Emily was seven, with eyes too observant for her age and a posture that suggested she had learned early how to be brave beside grief. She held a drawing in both hands like it was an offering.
Clare looked at it. A stick-figure woman in a crown, lying in a bed, surrounded by tiny hearts and what appeared to be a cat with an eyepatch.
Emily looked up at Clare and said, “Dad said you’re scary, but in a good way.”
Ethan’s face went red. “Emily.”
Clare laughed, real and unpolished.
“I am scary,” Clare admitted. “But I’m working on the ‘good way’ part.”
Emily studied her for a moment, then stepped closer and placed the drawing carefully on the blanket.
“This is for you,” she said. “So you don’t forget to wake up again.”
Clare felt something twist in her chest, sharp and warm at the same time.
“I won’t,” she promised.
Later that month, Clare returned to Whitmore Industries.
She didn’t do it with a triumphant speech or a press tour. She did it with quiet changes that mattered more than headlines.
She restructured the board. Added independent oversight. Removed the kind of people who treated loyalty like a tool rather than a bond. She launched a scholarship program for single parents returning to the workforce, not because it made a good story, but because she now understood what one chance could do.
And in the executive suite, something else shifted.
Clare still demanded excellence. Still spoke with precision. Still refused to be soft in a way that invited knives.
But she started learning a different kind of strength.
The kind that didn’t require isolation to survive.
One evening, months later, she stayed late at the office, signing documents while the city lights glittered like scattered coins outside her windows.
Ethan knocked softly and stepped in. “You promised Emily you’d come to her school play,” he reminded.
Clare didn’t look up. “I don’t do plays.”

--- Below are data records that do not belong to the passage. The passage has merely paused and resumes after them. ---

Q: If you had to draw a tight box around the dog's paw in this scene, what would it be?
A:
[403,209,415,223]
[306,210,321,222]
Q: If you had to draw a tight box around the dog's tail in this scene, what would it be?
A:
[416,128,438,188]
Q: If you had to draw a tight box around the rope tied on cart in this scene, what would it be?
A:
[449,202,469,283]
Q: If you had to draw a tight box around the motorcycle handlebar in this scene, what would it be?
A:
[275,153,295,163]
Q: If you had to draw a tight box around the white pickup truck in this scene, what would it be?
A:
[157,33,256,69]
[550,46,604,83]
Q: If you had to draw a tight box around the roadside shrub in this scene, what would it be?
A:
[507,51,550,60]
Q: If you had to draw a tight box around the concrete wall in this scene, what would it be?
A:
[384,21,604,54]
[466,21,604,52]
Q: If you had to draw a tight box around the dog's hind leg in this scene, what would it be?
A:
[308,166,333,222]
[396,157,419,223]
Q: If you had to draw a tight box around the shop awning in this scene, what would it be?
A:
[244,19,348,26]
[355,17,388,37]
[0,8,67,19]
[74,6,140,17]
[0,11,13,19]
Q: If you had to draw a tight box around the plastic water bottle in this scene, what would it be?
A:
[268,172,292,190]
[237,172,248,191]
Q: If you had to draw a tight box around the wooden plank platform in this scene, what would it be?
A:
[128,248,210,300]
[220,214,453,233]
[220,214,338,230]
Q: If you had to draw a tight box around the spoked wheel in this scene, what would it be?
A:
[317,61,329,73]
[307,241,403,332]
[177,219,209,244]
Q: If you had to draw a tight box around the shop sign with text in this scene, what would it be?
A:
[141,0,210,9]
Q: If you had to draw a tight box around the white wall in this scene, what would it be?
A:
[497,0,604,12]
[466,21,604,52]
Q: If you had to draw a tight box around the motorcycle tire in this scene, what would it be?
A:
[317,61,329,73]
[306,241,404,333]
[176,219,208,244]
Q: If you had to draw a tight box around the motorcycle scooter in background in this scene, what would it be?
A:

“You do now,” Ethan said, calm as gravity.
Clare paused, pen hovering.
Then she set it down.
She stood.
And for perhaps the first time in her life, she let work wait while she went to keep a promise to a child who had drawn her a crown and reminded her waking up mattered.
On the way out, she stopped in the hallway and looked at Ethan.
“You know,” she said, voice thoughtful, “I thought power was the only thing that kept people loyal.”
Ethan raised an eyebrow.
Clare continued, “Turns out fairness buys more devotion than fear ever did.”
Ethan’s smile was small. “Welcome to the human race, Clare.”
Clare exhaled, almost amused.
“Don’t get used to it,” she warned, but there was less steel in it than before.
And when they stepped into the elevator together, Clare realized something that would have terrified her a year earlier.
She wasn’t alone.
Not because she had more power.
But because she had finally learned how to see the people who were still there when the power disappeared.